A new way to grow blood in a laboratory

A new method of producing red blood cells from stem cells.

A new way to produce transfusable blood in the laboratory is being developed by UK researchers. Every day, a country the size of ours gets through about 2 tonnes of donated blood. At the moment, all of it needs to come out of someone else’s arm. But now researchers have found a way to grow more blood cells from donated blood that could be used to supplement traditional supplies. Cedric Ghevaert, from Cambridge University’s Department of Haematology, is one of the team behind a trial to put these lab-grown blood cells through their paces in real patients…

Cedric - What we have to do is to take stem cells that are present in anyone's blood, including donated blood, and we put them in special solutions with growth factors. It's a bit like growing plants and feeding your plants. And then over a period of 20 days thereabout, they will multiply, but they will also change their nature from a stem cell to a mature red cell.

Chris - And do they, to all intents and purposes, look like, smell like, taste like, and work like a normal red blood cell?

Cedric- Absolutely. We put them through their paces in laboratories through a series of tests before the clinical trial to make sure they absolutely behaved the same way as a donor derived red blood cell.

Chris - And you are obviously sufficiently happy that this works well enough and safely enough. You're now going to put these into real patients.

Cedric - We are actually starting very small with healthy volunteers and we only produce two teaspoons of those red cells to then do this clinical trial that is currently ongoing. We want to check whether these labs produce red cells that last longer in a circulation compared to donor derived red cells.

Chris - Why should they?

Cedric - It's simply because donated blood contains red cells that are newly born, but also red cells that have been circulated for two, three months that are very old and they will disappear from circulation quite promptly. Whereas the cells that are being produced in the laboratory all are born at the same time. So they're all young, so they should survive in a circulation average much longer than a donated blood.

Chris - These cells that we're talking about though they are fractions of a millimeter across. How on earth are you going to track a teaspoon full of those over time to work out how long they are there?

Cedric - We label them with a very, very small amount of radioactivity before we reinject them. And then we take a series of blood samples from the volunteers taking part in a trial who are receiving those blood cells. And then we use a machine to detect these very, very small amounts of radioactivity. Over time that radioactivity will fade because those red cells will gradually disappear from circulation. And as we measured the fade, that gives us an idea of how long those cells are surviving circulation.

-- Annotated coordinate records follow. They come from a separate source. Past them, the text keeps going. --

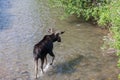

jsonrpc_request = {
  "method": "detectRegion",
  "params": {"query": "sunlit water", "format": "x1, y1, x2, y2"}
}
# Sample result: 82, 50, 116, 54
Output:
0, 0, 119, 80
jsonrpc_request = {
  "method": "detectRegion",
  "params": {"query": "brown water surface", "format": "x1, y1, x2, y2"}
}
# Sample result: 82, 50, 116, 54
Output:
0, 0, 118, 80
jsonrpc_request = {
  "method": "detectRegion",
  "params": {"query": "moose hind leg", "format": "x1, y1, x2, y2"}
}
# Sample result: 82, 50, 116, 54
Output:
49, 52, 55, 65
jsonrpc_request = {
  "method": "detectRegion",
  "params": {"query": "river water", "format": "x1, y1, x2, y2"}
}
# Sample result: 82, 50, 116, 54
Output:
0, 0, 119, 80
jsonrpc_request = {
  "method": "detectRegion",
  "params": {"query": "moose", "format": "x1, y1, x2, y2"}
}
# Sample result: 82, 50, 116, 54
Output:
33, 29, 64, 78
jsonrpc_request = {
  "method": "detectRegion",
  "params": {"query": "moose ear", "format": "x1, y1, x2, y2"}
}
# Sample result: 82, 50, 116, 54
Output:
60, 31, 65, 34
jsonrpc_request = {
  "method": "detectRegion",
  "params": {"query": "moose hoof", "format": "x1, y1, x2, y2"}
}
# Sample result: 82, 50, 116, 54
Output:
50, 63, 52, 65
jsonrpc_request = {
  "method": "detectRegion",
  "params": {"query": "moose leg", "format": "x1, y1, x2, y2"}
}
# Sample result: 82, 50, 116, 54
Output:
35, 59, 38, 79
45, 56, 47, 65
49, 52, 55, 65
41, 58, 44, 73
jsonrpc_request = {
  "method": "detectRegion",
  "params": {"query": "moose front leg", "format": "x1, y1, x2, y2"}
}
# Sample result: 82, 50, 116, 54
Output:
35, 59, 38, 79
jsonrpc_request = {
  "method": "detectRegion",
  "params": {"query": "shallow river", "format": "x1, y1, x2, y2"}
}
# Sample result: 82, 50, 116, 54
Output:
0, 0, 119, 80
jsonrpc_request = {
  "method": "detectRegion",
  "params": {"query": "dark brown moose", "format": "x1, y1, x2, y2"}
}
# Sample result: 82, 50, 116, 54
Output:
33, 29, 64, 78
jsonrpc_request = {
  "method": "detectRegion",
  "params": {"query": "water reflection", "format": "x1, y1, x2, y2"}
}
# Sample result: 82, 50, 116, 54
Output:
0, 0, 11, 30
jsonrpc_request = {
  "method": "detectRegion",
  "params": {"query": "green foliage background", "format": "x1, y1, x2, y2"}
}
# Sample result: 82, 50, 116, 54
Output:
51, 0, 111, 27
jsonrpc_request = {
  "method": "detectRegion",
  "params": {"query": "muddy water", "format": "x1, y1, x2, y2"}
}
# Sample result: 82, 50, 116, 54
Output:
0, 0, 118, 80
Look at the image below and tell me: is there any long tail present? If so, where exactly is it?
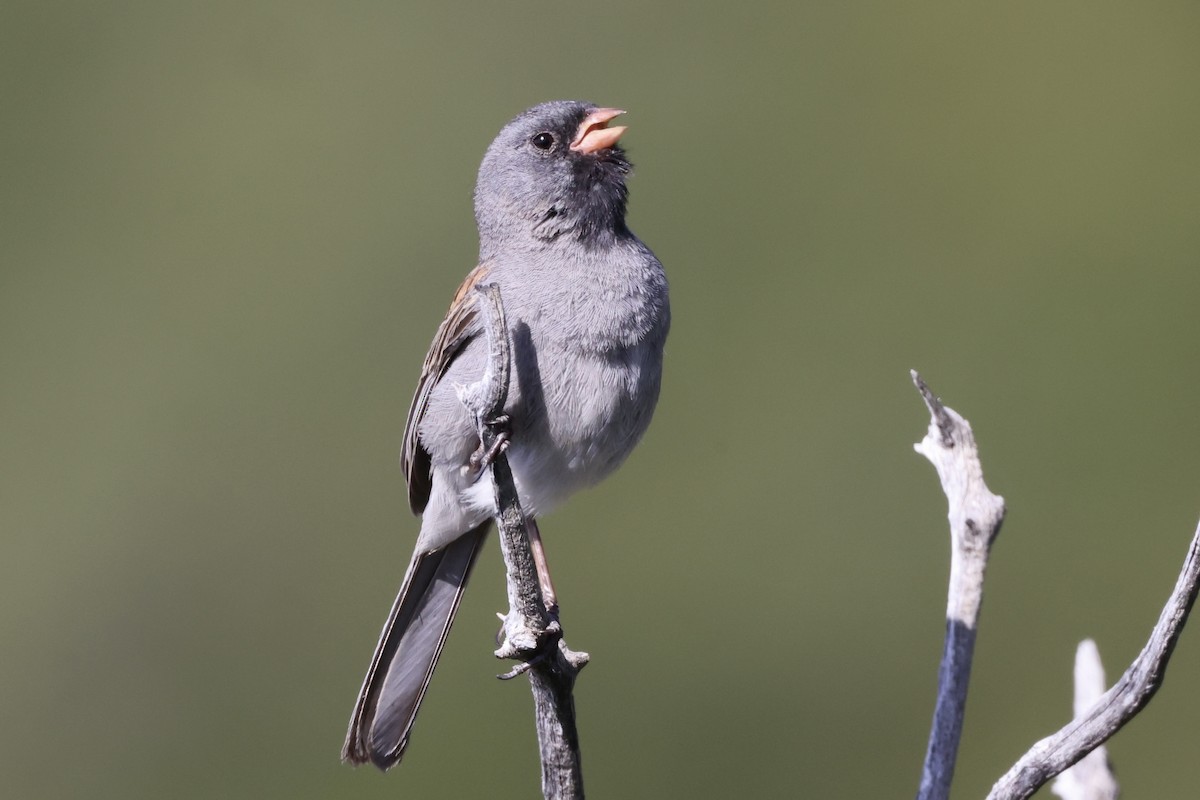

Chris - And the advantage would be, if you have cells that live longer, a patient who needs a blood donation wouldn't need their blood transfusion as frequently because what you're giving them would last longer.

Cedric - Absolutely. This is absolutely transformational for patients who have got genetic disorders whose life really depends on being transfused regularly. At the moment they're transfused every two to three weeks. We could potentially transfuse them every six to eight weeks.

Chris - You're obviously comfortable that these cells are safe. One always worries when you take stem cells and then you grow them and stimulate them in the lab that they then turn into things that you would rather they didn't, like cancer cells for example. What checks and balances are there to make sure that can't happen?

Cedric - One of the big advantages is that red cells don't contain a nucleus, so they can't multiply, they can't become cancerous

Chris - But the stem cells can

Cedric - The stem cells can, but the purification of the product that we make in the lab is the last step and it takes away any cell that contains a nucleus.

Chris - So it's just the blood that's left over. So it should, in theory, be very safe. How much can you make? I know you're saying in this case that it's gonna be a couple of teaspoons full for the purpose of experimentation, but if this is gonna be practically used, you're gonna have to make a lot of blood. How scalable is this?

Cedric - It is scalable. Absolutely. And manufacturing a large quantity of cells is something that has really taken off in the last decade. But in particular, the pandemic has shown us how much more we can scale cell cultures. In this case it was to produce the vaccine, but some of those technologies are directly applicable to what we want to do with the red blood cells.